The 23-year-old was conscious and treated for a number of minutes before being strapped to a spinal board and taken to hospital.

Last night he was operated on at the University Hospital in Dusseldorf, but there was no news on his condition.

Wetten, dass? (Bet it?) features stunts by members of the public and is one of the most watched shows in Europe.

Koch had claimed he could leap five cars within four minutes in his spring-propelled stilts.

Which begs the question, now that the show has been indefinitely cancelled by the host, who was deeply mortified, concerned and has been on the air since 1981 what does this mean for television content going forward?

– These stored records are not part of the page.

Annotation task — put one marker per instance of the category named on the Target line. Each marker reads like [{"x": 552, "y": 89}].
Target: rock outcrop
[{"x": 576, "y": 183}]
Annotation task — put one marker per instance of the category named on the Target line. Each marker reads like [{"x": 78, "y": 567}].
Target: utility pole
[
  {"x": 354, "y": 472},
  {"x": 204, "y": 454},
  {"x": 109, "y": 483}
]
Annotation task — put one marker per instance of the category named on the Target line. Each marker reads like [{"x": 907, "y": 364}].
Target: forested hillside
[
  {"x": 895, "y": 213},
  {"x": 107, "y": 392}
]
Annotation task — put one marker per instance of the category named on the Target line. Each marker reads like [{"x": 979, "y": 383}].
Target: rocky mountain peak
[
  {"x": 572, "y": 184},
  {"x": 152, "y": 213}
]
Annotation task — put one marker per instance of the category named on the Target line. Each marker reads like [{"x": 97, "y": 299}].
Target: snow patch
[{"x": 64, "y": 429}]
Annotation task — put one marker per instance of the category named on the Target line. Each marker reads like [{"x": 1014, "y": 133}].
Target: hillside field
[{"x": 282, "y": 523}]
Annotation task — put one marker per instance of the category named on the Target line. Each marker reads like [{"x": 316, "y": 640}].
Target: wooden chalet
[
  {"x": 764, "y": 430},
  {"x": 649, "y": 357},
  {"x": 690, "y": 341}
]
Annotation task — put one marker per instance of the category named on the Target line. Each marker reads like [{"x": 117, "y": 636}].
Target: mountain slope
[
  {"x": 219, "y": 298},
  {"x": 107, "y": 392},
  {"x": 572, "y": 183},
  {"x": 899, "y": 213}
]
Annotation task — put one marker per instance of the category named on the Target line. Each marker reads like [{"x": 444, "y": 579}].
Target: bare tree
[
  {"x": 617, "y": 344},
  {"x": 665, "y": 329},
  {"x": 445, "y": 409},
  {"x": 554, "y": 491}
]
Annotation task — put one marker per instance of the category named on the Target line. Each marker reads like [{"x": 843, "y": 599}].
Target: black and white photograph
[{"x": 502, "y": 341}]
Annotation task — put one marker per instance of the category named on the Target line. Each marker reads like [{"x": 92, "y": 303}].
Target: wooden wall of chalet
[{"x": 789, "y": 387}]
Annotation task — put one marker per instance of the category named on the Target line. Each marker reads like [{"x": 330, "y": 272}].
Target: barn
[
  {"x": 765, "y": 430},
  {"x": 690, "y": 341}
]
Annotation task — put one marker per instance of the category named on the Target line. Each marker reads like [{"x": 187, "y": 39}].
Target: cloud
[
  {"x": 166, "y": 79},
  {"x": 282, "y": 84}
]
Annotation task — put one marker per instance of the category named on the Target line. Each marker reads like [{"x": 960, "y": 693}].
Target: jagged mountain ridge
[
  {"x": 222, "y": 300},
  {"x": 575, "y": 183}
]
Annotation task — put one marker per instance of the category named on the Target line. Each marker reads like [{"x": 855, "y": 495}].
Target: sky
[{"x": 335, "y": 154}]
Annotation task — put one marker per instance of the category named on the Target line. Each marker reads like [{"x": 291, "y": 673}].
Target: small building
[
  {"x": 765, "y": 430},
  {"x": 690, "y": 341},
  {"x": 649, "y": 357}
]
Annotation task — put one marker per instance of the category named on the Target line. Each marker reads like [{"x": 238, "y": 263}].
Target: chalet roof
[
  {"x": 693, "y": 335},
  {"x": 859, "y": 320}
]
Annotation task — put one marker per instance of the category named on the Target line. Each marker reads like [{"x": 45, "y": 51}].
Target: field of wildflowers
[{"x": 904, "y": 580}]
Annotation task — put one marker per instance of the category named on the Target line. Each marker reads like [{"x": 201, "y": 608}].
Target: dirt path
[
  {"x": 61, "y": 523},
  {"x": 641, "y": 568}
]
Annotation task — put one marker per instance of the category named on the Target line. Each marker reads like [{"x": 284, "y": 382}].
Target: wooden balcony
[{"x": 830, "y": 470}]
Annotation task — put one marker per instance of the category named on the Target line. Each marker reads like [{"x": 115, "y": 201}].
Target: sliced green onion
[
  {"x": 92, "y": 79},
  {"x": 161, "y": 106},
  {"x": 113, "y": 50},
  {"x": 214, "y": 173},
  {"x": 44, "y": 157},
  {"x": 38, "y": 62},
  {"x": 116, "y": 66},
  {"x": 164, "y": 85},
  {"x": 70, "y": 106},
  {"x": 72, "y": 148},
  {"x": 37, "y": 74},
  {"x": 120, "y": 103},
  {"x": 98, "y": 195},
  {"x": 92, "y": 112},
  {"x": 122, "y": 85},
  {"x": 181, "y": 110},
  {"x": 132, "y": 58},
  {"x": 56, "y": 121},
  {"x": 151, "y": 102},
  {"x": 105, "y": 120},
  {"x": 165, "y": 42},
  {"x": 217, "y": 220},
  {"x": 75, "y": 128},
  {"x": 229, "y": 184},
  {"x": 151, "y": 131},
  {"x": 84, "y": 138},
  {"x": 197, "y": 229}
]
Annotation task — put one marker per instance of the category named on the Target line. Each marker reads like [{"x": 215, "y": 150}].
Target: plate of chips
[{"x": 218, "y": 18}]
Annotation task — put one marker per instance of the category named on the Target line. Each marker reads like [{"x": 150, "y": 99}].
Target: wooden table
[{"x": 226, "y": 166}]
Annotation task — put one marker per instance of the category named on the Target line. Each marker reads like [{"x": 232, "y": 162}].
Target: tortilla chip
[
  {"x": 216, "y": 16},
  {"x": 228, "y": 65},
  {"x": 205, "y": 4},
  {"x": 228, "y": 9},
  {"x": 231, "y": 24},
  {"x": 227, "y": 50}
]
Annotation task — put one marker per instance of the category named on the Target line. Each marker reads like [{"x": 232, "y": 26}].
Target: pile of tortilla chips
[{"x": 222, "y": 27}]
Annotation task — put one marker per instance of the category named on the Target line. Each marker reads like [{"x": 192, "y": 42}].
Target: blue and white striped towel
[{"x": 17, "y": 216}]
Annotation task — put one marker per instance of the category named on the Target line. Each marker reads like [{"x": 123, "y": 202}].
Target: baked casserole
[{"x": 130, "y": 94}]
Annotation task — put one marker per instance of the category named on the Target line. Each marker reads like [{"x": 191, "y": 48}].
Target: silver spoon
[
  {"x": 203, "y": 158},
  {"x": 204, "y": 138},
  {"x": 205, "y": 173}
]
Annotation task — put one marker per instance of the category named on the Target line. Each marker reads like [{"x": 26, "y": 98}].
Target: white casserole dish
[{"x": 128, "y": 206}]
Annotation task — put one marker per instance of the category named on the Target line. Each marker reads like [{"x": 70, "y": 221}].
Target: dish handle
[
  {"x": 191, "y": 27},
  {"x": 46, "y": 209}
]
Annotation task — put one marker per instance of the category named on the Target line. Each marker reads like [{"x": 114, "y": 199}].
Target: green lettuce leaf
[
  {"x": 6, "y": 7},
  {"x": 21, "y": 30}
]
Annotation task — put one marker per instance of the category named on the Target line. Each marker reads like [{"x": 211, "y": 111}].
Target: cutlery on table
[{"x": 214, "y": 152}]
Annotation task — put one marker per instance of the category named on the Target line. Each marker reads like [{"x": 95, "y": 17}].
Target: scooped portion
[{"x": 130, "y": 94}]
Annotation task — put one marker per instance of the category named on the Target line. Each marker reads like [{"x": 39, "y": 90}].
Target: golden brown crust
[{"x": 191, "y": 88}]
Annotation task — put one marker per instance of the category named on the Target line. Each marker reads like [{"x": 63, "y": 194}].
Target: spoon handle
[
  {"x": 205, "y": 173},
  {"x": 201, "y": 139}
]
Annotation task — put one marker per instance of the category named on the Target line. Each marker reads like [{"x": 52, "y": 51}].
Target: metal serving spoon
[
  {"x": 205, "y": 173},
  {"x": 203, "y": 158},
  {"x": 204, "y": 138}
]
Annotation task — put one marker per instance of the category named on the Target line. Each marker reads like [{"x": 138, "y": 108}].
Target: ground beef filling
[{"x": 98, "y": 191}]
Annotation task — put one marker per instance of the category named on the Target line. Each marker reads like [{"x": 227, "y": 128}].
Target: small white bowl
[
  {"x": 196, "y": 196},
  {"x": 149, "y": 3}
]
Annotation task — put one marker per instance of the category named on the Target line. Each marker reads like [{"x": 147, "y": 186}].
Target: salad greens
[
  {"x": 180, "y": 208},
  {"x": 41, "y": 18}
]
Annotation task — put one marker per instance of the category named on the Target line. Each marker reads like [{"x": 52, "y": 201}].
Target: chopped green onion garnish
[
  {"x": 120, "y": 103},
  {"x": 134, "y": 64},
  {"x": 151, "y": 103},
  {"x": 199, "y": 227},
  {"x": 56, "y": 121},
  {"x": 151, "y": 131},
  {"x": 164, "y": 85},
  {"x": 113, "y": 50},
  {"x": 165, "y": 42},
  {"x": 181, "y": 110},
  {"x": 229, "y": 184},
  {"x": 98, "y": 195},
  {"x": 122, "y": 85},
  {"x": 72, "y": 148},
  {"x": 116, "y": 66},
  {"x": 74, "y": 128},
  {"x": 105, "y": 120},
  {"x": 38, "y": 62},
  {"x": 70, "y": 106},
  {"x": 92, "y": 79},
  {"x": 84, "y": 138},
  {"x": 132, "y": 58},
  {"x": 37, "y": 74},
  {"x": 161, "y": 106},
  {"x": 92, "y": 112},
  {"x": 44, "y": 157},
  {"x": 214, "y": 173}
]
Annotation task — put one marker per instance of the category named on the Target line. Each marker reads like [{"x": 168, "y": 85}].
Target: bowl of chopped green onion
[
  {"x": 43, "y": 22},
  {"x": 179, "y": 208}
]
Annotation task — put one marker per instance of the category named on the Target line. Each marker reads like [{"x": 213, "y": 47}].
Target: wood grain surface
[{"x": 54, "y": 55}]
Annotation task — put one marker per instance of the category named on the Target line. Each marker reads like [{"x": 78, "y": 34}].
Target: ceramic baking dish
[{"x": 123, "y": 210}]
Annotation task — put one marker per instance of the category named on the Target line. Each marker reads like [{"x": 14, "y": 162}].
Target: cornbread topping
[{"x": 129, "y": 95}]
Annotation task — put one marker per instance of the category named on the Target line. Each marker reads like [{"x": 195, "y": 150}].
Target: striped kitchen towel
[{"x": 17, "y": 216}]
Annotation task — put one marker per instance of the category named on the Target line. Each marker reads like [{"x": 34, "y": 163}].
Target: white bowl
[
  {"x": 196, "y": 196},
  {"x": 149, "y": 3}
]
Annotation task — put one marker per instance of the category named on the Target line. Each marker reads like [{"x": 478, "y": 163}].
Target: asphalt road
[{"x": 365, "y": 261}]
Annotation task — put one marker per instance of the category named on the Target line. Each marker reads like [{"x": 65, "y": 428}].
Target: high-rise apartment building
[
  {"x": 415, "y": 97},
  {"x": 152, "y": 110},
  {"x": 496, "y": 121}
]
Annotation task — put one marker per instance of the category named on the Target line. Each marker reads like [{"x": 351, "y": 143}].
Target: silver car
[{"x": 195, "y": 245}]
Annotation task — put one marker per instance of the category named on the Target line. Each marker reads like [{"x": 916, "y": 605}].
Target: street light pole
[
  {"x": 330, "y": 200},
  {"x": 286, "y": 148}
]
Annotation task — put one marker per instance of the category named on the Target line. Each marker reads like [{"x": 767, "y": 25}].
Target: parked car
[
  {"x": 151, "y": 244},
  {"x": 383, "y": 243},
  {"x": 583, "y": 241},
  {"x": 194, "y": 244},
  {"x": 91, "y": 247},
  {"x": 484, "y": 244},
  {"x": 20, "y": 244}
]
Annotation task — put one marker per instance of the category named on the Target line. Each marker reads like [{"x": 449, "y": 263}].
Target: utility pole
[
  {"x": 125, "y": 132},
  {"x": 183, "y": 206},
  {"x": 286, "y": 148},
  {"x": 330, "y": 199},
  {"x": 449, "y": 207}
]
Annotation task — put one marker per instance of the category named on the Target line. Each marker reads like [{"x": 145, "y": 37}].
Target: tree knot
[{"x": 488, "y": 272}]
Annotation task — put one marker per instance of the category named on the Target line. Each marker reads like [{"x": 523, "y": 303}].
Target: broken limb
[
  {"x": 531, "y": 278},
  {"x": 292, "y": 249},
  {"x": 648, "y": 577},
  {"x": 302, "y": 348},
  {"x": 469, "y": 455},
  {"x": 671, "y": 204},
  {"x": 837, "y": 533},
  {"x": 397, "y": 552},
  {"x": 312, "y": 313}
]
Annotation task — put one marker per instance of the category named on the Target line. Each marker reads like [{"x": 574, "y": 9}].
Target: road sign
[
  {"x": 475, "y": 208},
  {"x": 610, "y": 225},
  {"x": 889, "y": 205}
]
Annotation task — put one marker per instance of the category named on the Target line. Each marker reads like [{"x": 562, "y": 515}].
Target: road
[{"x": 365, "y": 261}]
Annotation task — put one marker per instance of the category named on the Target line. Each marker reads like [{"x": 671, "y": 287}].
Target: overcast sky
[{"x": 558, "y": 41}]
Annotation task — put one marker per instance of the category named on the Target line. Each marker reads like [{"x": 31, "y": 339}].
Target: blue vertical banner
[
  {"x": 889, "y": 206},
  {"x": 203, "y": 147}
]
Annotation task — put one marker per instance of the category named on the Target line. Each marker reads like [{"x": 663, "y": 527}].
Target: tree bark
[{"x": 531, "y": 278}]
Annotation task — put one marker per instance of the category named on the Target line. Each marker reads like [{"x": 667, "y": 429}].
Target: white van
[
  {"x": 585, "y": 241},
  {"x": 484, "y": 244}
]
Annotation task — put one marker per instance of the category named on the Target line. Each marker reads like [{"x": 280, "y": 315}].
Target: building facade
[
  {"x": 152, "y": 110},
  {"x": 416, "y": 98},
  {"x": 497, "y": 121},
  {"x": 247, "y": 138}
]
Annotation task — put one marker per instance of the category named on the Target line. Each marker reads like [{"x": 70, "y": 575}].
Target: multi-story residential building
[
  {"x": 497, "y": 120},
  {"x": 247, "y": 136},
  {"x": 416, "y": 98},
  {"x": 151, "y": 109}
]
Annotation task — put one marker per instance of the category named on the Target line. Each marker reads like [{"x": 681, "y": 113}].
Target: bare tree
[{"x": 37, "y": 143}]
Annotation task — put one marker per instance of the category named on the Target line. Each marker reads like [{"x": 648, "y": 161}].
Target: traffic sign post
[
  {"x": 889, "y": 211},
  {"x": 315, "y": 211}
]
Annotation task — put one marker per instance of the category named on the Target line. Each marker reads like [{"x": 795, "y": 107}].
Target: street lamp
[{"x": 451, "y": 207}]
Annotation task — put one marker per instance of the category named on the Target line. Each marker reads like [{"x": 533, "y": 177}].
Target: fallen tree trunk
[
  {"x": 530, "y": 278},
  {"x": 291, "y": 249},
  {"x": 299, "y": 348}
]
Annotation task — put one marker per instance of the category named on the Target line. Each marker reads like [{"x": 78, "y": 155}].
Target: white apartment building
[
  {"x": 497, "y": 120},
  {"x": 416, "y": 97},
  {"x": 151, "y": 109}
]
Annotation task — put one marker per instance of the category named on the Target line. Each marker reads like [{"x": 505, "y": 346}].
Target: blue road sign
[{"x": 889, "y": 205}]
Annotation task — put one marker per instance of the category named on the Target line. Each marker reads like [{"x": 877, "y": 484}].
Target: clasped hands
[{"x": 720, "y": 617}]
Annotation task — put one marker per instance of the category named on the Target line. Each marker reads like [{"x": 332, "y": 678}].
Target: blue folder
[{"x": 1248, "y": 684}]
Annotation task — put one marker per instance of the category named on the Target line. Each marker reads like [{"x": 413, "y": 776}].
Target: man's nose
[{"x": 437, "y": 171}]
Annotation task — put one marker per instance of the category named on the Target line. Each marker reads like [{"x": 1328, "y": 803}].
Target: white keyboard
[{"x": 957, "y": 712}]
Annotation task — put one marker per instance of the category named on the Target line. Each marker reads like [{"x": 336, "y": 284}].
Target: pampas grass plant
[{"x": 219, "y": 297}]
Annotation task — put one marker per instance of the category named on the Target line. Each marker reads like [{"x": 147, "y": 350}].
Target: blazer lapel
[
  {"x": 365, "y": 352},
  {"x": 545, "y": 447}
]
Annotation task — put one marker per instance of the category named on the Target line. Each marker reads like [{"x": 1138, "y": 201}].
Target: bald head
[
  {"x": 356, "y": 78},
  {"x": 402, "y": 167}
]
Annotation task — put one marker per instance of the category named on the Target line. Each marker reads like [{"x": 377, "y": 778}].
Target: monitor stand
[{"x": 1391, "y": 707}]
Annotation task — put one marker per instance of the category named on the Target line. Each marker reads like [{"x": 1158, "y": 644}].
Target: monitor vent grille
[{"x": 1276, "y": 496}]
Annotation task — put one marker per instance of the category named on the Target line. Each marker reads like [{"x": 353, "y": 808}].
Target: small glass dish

Will studio executives shrug this of as a one off, water the type of stunts to knee high movements or possibly try to find alternative forms of amusing and pacifying an audience hungry for the bizarre and potentially lethal as a subconscious desire to overcome their own metaphorical life dilemmas?

When he had introduced the stunt, host Gottschalk told the audience that he had been very worried watching rehearsals of Koch jumping over cars being driven towards him.

He had told magazine Der Spiegel: ‘I have never been so scared that something would happen to this young man. I can only say, I hope all goes well.’

The magazine speculated that the stunts were becoming increasingly dangerous at least in part due to competition from the rival Das Supertalent show which goes out on a rival station at the same time.

Which has us wondering even more, who should be more worried now- the host, the the victim attempting to please the audience, his family, the competing show or the audience who will now be forced to metaphorically complete their own stunts?